The beneficiary of a policy of life insurance in the face amount of $200.00, sues the insurer in this action for
$3,000.00 actual and punitive damages. The defendant appeals from an order: (1) construing the complaint as setting forth a cause of action for fraudulent breach of the contract of insurance, and (2) refusing to strike certain of its allegations.
Following are, in substance, the allegations of the complaint, those to which the motion to strike was directed being italicized:
1. Formal allegations as to the defendant's business.
2. That the plaintiff is an aged and ignorant Negress.
3. That the defendant's agent having visited plaintiff's residence and solicited an application for insurance on the life of Chester Blackmon (plaintiff's adult son), the defendant issued a policy on his life in the amount of $200.00, the plaintiff being named as beneficiary; that thereafter the defendant's agents collected the weekly premiums from the plaintiff at her residence; and that the insured died on October 28, 1957, the policy being then in force.
5. "That the acts and conduct of the defendant company and its agents as above set forth were fraudulent, intentional, willful and unlawful and to the damage of the plaintiff in the sum of Three Thousand ($3,000.00) Dollars actual and punitive."
Prayer was for judgment in the sum of $3,000.00 "actual and punitive damages."
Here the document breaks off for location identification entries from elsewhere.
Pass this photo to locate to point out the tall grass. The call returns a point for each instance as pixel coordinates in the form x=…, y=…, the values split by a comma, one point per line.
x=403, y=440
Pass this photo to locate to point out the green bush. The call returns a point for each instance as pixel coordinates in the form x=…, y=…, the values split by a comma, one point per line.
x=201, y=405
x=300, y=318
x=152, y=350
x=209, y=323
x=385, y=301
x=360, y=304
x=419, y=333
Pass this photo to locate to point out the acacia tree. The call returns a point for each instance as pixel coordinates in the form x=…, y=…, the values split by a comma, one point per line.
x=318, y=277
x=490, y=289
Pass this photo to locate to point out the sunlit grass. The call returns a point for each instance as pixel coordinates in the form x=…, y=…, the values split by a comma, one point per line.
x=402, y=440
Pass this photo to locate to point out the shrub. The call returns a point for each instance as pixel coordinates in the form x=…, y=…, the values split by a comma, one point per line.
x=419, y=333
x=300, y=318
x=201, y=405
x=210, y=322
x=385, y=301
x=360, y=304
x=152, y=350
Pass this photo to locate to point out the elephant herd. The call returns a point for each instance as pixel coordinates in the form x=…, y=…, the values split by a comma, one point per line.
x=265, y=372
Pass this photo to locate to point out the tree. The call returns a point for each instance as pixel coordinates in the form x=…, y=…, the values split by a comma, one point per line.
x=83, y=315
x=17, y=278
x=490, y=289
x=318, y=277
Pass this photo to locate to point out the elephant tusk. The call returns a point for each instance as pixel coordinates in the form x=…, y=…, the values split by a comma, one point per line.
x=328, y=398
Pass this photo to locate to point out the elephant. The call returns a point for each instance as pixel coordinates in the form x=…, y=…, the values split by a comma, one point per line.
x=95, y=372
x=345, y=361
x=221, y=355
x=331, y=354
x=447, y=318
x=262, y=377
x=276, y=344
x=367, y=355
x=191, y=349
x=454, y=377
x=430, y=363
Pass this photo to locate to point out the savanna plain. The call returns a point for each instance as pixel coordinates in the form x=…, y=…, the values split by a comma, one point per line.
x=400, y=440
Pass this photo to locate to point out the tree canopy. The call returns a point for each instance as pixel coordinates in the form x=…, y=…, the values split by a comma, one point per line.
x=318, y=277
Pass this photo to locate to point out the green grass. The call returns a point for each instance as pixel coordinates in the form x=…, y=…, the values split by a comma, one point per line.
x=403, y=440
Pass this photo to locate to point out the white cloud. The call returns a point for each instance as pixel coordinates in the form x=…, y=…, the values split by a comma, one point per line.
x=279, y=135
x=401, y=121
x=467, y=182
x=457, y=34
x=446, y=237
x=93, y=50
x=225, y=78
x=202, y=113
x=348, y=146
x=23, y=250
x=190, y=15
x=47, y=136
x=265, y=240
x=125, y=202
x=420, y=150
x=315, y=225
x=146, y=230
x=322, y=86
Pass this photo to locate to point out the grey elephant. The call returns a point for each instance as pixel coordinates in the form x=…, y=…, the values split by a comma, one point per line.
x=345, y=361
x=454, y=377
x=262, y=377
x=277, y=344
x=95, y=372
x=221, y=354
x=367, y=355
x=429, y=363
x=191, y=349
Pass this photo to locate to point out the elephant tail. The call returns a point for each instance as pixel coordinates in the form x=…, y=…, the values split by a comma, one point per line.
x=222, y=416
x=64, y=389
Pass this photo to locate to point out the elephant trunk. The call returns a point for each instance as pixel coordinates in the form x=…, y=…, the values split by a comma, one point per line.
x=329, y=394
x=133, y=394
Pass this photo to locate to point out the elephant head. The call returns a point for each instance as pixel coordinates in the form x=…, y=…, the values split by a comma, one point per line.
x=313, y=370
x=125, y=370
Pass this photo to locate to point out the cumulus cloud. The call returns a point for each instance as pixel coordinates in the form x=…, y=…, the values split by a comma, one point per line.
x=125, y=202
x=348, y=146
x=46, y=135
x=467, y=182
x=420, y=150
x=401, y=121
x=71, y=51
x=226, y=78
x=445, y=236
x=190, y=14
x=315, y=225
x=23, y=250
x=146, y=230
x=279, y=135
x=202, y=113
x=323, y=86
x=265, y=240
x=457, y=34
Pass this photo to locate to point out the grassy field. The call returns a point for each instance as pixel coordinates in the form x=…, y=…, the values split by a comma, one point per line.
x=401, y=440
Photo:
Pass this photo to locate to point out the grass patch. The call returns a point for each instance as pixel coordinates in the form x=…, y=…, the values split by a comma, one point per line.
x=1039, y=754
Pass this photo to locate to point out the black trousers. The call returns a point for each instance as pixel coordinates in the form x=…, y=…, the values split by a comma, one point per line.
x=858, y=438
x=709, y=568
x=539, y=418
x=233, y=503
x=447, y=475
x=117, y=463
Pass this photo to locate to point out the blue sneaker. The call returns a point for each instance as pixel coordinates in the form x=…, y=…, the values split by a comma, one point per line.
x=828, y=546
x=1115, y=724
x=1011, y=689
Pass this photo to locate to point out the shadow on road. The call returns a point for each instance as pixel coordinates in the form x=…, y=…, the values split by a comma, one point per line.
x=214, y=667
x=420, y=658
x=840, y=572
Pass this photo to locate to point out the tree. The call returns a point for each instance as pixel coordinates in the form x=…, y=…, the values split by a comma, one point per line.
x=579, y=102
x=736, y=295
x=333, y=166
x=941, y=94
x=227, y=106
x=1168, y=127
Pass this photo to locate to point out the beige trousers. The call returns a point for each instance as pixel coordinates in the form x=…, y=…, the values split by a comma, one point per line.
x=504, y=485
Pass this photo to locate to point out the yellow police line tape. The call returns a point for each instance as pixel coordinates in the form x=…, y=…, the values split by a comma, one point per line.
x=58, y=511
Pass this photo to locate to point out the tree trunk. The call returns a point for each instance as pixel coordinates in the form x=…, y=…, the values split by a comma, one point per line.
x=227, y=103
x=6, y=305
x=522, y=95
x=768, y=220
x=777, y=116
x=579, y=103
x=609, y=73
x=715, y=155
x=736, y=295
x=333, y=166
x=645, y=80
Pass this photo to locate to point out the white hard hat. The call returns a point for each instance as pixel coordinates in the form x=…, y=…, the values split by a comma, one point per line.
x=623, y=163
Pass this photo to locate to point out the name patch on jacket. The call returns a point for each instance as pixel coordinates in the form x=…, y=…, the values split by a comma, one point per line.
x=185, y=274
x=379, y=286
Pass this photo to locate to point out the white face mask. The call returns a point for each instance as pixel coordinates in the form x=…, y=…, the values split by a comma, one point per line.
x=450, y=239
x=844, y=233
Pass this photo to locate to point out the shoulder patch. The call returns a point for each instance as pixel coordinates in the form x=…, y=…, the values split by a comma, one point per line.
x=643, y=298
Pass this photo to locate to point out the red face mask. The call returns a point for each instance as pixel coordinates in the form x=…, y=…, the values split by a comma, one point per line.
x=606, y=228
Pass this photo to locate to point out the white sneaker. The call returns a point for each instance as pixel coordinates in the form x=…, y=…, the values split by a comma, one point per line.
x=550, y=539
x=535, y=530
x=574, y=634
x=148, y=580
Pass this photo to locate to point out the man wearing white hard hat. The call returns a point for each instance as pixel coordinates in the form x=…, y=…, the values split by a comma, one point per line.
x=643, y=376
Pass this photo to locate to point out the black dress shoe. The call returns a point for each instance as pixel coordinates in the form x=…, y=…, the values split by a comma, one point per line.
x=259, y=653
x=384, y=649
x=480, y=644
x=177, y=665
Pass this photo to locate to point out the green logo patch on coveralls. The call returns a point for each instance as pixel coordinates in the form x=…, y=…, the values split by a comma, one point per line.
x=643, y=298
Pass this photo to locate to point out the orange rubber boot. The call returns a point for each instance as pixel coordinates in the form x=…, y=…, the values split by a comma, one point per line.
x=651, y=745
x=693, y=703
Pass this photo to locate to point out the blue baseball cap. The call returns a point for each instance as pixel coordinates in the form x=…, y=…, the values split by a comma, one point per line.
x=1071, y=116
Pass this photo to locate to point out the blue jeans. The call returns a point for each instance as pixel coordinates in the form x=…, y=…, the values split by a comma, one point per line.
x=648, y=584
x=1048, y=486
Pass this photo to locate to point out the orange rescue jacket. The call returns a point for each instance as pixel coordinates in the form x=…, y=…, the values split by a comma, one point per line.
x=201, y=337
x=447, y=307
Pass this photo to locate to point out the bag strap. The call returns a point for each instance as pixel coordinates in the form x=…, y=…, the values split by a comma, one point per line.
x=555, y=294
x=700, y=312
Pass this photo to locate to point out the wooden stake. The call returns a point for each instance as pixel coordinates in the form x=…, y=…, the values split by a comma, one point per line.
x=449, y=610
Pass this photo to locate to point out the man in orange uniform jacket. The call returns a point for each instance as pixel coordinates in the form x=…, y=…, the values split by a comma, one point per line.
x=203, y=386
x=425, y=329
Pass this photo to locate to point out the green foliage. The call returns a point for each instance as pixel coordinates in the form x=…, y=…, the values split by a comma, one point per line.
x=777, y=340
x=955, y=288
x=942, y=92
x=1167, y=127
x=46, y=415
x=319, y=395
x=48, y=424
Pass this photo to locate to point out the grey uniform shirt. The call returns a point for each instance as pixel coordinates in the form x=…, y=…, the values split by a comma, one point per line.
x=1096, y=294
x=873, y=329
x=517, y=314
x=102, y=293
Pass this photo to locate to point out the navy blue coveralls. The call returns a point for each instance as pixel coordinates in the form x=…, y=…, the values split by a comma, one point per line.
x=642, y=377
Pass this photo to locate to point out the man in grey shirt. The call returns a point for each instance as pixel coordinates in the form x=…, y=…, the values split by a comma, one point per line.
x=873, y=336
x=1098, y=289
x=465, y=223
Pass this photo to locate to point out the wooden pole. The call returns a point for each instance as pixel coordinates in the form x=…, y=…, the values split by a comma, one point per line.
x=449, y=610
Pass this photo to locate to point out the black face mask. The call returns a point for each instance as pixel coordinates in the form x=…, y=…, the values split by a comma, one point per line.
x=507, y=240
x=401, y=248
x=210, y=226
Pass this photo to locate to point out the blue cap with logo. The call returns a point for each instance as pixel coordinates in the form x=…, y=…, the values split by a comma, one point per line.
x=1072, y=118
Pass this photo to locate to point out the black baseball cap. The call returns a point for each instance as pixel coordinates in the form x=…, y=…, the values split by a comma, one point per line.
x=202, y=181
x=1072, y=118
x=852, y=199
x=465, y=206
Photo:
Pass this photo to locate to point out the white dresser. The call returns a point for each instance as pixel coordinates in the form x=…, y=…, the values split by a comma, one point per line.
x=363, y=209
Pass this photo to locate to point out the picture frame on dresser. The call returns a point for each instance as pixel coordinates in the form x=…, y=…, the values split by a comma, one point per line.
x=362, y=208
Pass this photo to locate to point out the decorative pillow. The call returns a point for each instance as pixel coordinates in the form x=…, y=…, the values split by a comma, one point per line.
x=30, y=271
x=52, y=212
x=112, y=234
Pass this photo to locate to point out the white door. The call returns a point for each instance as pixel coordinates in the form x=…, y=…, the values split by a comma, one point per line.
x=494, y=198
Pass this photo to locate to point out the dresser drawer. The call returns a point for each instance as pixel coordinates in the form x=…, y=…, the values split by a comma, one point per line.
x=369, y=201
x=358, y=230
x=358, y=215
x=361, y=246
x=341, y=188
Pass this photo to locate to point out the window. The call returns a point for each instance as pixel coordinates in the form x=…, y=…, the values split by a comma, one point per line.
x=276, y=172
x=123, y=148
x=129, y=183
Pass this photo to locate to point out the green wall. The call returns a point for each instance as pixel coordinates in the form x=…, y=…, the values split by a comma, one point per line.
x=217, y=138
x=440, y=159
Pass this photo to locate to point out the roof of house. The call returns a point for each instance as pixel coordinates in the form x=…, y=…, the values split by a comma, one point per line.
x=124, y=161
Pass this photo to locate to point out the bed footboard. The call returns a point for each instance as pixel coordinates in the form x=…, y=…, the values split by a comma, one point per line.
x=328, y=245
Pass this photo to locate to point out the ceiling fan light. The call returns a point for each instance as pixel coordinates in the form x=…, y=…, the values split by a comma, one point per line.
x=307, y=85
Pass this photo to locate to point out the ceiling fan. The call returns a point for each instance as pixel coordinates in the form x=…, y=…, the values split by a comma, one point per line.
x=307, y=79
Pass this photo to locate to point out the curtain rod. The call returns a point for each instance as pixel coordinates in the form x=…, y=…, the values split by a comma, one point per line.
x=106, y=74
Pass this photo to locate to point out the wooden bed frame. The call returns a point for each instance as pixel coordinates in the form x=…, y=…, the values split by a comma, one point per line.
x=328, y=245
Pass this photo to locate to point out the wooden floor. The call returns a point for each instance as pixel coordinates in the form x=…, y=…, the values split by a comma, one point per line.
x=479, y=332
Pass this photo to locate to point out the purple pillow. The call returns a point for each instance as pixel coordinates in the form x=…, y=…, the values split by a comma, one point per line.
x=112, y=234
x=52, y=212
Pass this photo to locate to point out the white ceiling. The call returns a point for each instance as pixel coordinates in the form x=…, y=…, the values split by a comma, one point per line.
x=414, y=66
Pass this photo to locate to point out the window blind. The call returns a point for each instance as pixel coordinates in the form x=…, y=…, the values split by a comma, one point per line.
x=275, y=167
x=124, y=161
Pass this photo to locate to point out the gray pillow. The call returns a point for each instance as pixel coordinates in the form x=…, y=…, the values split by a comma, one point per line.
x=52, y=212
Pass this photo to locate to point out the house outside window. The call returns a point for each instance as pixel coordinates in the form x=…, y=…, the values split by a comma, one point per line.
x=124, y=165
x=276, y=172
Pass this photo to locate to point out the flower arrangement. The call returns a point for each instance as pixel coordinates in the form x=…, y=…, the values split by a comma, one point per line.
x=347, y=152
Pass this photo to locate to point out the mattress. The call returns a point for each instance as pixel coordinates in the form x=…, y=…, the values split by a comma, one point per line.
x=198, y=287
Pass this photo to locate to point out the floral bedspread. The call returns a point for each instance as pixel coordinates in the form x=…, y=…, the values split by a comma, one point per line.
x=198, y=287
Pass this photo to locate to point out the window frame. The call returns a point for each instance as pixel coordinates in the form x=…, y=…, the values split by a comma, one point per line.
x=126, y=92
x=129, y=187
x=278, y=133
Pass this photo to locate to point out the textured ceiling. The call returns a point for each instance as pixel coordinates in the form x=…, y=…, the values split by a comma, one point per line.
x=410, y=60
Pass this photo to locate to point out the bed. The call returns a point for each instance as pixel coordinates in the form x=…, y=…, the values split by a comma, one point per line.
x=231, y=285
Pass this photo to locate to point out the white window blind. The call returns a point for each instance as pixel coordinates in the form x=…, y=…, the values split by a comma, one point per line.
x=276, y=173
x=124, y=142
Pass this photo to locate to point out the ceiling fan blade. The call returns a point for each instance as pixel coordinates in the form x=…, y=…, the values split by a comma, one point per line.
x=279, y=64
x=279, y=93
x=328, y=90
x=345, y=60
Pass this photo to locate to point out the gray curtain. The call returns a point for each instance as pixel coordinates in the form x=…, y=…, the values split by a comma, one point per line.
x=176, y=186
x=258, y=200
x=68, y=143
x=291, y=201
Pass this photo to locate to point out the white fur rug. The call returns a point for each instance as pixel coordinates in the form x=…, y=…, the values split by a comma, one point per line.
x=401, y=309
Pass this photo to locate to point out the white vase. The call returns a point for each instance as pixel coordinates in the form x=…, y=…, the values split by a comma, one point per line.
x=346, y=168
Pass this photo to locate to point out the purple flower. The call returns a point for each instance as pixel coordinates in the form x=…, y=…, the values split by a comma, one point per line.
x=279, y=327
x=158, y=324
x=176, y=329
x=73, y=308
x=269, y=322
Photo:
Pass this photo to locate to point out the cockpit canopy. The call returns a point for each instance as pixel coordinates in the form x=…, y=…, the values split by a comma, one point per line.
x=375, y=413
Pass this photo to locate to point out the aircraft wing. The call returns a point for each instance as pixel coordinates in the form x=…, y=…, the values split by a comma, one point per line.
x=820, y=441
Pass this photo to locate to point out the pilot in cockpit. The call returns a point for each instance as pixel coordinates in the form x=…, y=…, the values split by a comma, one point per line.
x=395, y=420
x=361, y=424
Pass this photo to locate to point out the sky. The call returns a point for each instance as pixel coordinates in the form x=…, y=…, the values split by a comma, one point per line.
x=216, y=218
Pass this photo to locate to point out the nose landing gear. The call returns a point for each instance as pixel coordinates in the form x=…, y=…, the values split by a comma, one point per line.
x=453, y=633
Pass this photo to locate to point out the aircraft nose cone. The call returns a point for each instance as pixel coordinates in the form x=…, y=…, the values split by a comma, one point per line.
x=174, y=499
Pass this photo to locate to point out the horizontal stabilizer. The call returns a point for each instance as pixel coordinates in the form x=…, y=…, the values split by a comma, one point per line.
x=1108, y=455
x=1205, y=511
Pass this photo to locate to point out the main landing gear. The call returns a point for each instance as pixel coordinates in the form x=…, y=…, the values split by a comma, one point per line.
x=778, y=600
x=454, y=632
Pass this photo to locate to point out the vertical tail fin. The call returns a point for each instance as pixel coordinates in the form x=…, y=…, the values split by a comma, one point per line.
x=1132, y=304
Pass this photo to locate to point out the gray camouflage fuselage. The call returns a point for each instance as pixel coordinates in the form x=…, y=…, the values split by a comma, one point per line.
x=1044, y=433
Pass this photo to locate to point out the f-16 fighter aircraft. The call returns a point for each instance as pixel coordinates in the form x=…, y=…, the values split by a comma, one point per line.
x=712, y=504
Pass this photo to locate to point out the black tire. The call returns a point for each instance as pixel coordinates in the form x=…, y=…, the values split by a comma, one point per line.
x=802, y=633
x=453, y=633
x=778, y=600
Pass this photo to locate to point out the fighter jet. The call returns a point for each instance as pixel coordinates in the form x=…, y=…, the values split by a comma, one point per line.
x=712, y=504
In reviewing Judge Lewis' order so far as it relates to construction of the complaint we must, as he did, base our decision solely upon the allegations of the complaint itself. It is true that the notice of the two motions (to construe and to strike) declared that they would be based upon the complaint, the answer, the policy and the application therefor, the "death papers," and the defendant's check in the amount of $149.30 referred to in the complaint; but, except for the complaint itself, these documents relate to defense and are not appropriate to consideration of the motions in question. They are in no sense a part of the complaint.
Breach of contract, however fraudulent the intent impelling or accompanying it, does not of itself give rise to a cause of action for punitive damages. Smyth v. Fleischmann, 214 S.C. 263, 52 S.E.2d 199; Hardee v. Penn Mutual Life Ins. Co. of Philadelphia, 215 S.C. 1, 53 S.E.2d 861. But since Welborn v. Dixon, 70 S.C. 108, 49 S.E. 232, 3 Ann. Cas. 407, this court has adhered to the rule that breach of contract committed with fraudulent intent and accompanied by a fraudulent act will entail liability for punitive as well as actual damages. And it may be considered as settled law in this state that the retention by a life insurance company of a policy and premium receipt book obtained from the insured or the beneficiary by fraudulent representations of the company's agent is a fraudulent act within the meaning of the rule. Bradley v. Metropolitan Life Ins. Co., 162 S.C. 303, 160 S.E. 721; Derrick v. North Carolina Mutual Life Ins. Co., 167 S.C. 434, 166 S.E. 502; Henderson v. Capital Life & Health Ins. Co., 199 S.C. 100, 18 S.E.2d 605. An excellent review of our cases bearing on the rule above mentioned is to be found in South Carolina Law Quarterly, Vol. 10, No. 3 (1958), pp. 444-484.